Segundo bloco do debate da Band tem embate acirrado entre Neto e Jerônimo sobre saúde, obras, segurança pública e Lula
Por Paulo Dourado
O segundo bloco do debate da Band ao Governo da Bahia, neste domingo (9), foi o mais tenso da noite, com perguntas dos jornalistas e confrontos diretos que elevaram o tom entre ACM Neto (União Brasil), Jerônimo Rodrigues (PT) e Ronaldo Mansur (PSOL). Segurança pública, saúde, meio ambiente e a relação dos candidatos com o presidente Luiz Inácio Lula da Silva (PT) dominaram as trocas.
Na etapa das perguntas dos jornalistas, Jerônimo e ACM Neto foram questionados sobre segurança pública. A Mansur, coube responder sobre a estrutura da Secretaria de Segurança e o histórico crítico do PSOL em relação à atuação policial; o candidato defendeu a valorização dos profissionais das forças de segurança. Jerônimo, ao responder, citou Neto e criticou o uso de inteligência artificial na elaboração do plano de governo do adversário. Neto, por sua vez, negou que tenha usado IA para escrever o programa.

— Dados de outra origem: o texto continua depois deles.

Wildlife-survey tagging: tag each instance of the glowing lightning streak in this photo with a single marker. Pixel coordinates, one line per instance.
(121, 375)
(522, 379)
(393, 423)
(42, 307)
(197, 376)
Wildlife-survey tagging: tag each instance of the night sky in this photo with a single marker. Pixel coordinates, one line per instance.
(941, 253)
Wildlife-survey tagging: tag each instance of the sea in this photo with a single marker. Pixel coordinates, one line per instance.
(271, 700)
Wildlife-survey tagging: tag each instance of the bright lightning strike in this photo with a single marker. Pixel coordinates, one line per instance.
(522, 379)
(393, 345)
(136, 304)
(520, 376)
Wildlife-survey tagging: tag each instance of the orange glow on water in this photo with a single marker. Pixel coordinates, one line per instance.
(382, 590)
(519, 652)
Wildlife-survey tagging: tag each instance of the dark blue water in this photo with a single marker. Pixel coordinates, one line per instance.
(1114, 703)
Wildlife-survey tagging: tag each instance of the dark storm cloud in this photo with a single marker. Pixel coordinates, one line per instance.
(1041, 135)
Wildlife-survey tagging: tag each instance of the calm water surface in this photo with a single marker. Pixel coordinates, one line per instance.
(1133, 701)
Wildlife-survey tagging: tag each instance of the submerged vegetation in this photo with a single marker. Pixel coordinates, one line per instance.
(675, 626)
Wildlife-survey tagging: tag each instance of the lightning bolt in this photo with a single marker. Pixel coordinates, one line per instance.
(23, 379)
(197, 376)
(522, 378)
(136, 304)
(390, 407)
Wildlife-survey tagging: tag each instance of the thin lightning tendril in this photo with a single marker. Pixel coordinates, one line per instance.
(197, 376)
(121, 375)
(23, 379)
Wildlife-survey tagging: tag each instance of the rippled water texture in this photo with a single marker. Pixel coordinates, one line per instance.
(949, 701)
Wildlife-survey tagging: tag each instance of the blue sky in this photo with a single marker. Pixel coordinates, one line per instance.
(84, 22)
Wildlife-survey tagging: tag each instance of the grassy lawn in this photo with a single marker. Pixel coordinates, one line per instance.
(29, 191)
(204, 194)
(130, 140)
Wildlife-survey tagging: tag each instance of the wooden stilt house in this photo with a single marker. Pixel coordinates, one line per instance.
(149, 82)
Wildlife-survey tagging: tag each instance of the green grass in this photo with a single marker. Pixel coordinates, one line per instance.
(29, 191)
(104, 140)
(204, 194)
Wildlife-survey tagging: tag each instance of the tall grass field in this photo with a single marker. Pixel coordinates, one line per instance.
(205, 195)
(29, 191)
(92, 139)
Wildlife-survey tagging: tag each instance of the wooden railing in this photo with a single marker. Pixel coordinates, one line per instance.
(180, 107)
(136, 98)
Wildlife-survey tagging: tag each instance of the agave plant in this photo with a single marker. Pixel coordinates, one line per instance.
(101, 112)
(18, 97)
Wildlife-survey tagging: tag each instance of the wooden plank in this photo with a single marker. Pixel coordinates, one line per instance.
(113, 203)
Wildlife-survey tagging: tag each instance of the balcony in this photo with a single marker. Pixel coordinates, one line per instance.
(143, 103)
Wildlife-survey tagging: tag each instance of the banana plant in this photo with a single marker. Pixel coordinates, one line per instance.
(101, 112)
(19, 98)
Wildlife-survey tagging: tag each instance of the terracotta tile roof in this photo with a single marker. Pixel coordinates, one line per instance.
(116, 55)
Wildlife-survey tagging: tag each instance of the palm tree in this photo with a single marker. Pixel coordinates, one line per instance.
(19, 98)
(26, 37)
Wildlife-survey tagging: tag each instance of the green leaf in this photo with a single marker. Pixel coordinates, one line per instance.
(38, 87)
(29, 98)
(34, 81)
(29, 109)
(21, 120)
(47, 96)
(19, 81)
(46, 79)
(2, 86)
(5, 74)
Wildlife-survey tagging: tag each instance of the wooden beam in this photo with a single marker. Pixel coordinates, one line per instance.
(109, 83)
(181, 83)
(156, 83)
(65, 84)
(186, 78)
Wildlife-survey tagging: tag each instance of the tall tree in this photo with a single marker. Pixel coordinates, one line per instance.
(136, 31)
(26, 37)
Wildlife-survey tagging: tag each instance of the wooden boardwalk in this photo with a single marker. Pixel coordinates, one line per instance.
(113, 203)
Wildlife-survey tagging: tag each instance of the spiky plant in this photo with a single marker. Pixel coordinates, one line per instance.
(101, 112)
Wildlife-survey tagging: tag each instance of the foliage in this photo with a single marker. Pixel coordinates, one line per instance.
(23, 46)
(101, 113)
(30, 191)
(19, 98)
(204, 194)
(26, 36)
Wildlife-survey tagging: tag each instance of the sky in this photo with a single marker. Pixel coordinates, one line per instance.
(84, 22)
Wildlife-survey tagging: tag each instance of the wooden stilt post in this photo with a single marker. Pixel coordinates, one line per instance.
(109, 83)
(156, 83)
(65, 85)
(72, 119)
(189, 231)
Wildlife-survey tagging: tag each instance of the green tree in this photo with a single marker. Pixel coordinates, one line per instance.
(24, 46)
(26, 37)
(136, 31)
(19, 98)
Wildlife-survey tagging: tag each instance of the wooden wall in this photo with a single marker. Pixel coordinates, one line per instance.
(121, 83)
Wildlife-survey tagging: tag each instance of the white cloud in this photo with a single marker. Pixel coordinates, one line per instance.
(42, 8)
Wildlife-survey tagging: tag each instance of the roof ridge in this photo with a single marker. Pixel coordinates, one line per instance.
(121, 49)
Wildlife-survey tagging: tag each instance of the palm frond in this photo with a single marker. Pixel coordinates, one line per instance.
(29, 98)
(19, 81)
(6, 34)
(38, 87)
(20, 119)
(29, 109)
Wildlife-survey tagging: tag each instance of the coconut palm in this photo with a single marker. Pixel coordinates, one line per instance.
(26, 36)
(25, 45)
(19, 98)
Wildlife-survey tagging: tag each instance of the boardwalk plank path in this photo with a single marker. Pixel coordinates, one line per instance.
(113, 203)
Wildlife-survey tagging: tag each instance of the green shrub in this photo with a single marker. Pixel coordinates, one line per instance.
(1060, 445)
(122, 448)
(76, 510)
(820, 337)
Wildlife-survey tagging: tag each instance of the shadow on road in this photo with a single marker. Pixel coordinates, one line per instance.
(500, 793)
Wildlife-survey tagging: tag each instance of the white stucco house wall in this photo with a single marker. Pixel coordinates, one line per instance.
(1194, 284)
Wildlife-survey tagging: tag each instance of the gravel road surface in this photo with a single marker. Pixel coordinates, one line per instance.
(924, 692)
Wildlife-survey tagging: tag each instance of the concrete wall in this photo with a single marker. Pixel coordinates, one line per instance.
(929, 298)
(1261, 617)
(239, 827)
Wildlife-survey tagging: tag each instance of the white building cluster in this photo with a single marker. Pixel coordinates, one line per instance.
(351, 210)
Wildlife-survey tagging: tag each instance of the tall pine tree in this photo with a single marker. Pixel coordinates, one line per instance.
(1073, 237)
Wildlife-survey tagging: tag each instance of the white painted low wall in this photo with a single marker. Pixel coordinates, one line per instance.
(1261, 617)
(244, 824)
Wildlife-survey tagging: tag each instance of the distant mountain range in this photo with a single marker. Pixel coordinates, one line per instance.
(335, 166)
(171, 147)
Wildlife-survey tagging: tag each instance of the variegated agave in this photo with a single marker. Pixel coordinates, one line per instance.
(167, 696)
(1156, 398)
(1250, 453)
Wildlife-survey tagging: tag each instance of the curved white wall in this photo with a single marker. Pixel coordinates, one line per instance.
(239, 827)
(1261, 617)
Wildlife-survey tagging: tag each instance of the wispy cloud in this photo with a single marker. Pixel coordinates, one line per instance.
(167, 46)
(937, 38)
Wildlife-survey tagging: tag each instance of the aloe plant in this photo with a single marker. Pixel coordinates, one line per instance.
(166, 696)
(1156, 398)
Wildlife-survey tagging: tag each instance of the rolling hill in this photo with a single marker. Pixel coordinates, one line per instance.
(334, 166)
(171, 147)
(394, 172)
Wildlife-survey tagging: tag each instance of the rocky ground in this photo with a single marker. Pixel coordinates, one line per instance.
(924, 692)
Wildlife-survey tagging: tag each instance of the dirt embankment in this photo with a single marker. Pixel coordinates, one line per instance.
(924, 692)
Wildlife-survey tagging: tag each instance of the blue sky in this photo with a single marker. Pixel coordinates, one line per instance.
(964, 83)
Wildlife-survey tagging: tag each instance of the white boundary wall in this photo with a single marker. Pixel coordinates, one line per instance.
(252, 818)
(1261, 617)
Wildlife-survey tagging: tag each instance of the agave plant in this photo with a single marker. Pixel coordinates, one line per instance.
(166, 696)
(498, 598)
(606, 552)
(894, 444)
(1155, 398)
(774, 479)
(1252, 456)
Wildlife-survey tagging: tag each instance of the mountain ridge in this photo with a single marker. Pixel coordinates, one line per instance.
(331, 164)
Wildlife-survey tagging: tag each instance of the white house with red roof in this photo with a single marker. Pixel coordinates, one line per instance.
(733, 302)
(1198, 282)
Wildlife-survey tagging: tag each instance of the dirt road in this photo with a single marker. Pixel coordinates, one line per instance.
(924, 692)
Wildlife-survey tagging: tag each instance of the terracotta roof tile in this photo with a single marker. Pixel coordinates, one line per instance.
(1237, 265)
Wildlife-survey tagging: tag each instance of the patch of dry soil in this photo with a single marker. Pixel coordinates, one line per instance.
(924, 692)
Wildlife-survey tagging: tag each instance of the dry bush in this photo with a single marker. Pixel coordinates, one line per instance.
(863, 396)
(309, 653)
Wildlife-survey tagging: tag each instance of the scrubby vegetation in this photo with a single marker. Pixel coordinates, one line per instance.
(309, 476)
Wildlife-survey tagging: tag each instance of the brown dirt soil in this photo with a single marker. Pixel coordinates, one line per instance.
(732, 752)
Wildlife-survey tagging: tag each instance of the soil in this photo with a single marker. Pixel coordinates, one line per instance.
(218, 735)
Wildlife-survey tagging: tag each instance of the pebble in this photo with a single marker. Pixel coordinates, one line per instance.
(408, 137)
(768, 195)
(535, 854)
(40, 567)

Outro ponto quente foi o Planserv, o plano de saúde dos servidores estaduais. Questionado sobre uma possível privatização, ACM Neto disse que não pretende privatizar o serviço, mas afirmou que, se for preciso, pagaria consultas na rede privada para evitar que pessoas morram à espera de atendimento. Mansur rebateu, afirmando que Neto acabaria privatizando o Planserv, e fez críticas às gestões do grupo político do adversário, incluindo uma referência ao período do ex-senador Antônio Carlos Magalhães, avô de Neto.
No meio ambiente, Mansur perguntou a Jerônimo se ele assinaria um decreto de proteção à Serra da Chapadinha, que, segundo o candidato do PSOL, estaria sob risco. O governador respondeu que a proposta está na Procuradoria-Geral do Estado e garantiu que a unidade de conservação da área será criada. Mansur ainda aproveitou para criticar o prefeito de Salvador, Bruno Reis (União Brasil), na área ambiental.
A relação com Lula foi outro foco de embate. Mansur questionou ACM Neto sobre a associação de seu nome ao do presidente na campanha, e o ex-prefeito respondeu que quer o melhor para a Bahia. O candidato do PSOL fez então uma acusação dura, atribuindo ao grupo político de Neto responsabilidade por mortes durante a pandemia de covid-19. Neto classificou a colocação como um absurdo, relembrou casos de baianos mortos em filas de espera por atendimento e afirmou que a paciência da população com Jerônimo teria acabado.
O confronto mais acirrado veio na última rodada, entre Neto e Jerônimo. Neto cobrou o governador sobre um buraco na BR-324, afirmando que Jerônimo teria dito que a cratera estava tapada, e perguntou se aquilo teria sido mentira ou desinformação. Jerônimo respondeu criticando a forma como Neto trata os adversários, repetiu que o rival é "anti-Lula" e afirmou já ter sido alvo de tratamento desrespeitoso por ser indígena e negro. Neto retomou o tema da BR-324, disse que teria sido colocada apenas uma lona sobre o buraco e acusou o governador de se colocar como vítima, citando ainda a ponte Salvador-Itaparica, que, segundo ele, não teve obras iniciadas. Na tréplica, Jerônimo destacou a parceria com Lula e disse que Neto não fazia as mesmas críticas nos governos Temer e Bolsonaro, classificando o adversário de negacionista ao lembrar de obras como o metrô e o VLT.